Гордей скрещивает руки на груди, корпус будто чуть каменеет. Возвращается привычная офицерская собранность, но в глазах уже не только злость.

– В прямом, – отвечает жёстко. – Ты оставила записку, где прямо об этом написала, исчезла, телефон выкинула, адреса сменила. Я первое время землю грыз. Реально. Лез по всем своим каналам. Подключал людей, которыми раньше только по работе пользовался. Никто толком ничего не знал. В итоге я добрался до того дома, где ты жила, – продолжает он, уже без пауз, словно решил наконец выговорить всё до конца. – И дверь мне открыл мужик, – бросает буднично. – В трусах, между прочим. Вот тот самый Серёжа.

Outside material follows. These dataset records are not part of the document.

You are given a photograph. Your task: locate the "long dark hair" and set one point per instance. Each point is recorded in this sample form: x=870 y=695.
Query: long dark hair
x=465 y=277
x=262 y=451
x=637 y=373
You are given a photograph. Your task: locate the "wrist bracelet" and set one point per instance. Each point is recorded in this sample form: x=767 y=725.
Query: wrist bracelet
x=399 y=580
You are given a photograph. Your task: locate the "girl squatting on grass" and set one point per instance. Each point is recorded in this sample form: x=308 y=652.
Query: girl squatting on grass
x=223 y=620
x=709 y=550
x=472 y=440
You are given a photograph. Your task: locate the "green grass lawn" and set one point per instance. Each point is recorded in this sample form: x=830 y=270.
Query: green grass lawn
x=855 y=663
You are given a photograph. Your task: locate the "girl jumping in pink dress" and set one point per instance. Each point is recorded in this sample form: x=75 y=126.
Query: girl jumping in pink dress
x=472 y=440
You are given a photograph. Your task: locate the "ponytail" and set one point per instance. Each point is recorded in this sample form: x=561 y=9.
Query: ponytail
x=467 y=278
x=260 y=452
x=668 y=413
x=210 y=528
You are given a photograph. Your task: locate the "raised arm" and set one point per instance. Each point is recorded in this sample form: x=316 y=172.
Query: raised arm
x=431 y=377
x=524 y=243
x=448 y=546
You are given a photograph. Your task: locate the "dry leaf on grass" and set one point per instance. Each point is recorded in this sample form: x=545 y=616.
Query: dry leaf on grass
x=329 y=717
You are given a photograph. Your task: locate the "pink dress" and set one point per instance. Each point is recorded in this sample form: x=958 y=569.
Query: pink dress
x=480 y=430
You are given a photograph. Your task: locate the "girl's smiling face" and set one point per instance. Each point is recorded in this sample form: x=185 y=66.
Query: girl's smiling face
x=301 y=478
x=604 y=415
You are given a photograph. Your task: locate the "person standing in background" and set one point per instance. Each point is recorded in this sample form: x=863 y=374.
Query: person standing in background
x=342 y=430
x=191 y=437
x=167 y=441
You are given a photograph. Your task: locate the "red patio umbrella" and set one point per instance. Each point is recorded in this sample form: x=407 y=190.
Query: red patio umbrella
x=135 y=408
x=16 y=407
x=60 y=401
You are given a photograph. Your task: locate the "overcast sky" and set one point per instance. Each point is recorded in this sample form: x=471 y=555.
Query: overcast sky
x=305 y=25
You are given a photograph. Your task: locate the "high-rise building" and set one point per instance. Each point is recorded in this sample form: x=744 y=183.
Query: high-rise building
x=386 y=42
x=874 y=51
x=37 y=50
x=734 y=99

Меня окатывает жаром, как кипятком. В горле встаёт ком не только от стыда, но и от того, как легко из одной картинки, «Серёжа в трусах у двери», сложилась его версия моей новой жизни без него и без ребёнка.

Гордей смотрит прямо:

– И да, тогда мне казалось, что ты просто ушла к другому. Со своим решением. Что ты сделала аборт, как обещала врачам, и строишь себе новую жизнь. Без меня, но и без ребёнка.

– Ты реально думал, что я… – голос становится хриплым, – сделала аборт? После всего, что я говорила?

– Да, – без паузы отвечает он. – Я думал, что ты выбрала себя. Пусть и назло мне. Поэтому не видел больше смыла бегать за тобой и пытаться рассказать правду, переубедить. У тебя новая семья. Ты свой выбор сделала.

Он наклоняется чуть вперёд, опираясь локтями о стол.

– И вот здесь, Варя, – говорит ровно, – у меня к тебе тот самый счёт. Эгоизм – не только в том, что ты от меня сына скрыла. Эгоизм – в том, что ты решила всё за троих. За себя, за меня и за него. Сначала я был уверен, что ты решила за нас двоих «аборт и новая жизнь». Теперь выясняется, что ты выбрала «оставить ребёнка, убрать отца».

Я открываю рот, но он поднимает ладонь, зеркально тому, как до этого делала я:

– Подожди. Сейчас моя очередь, помнишь?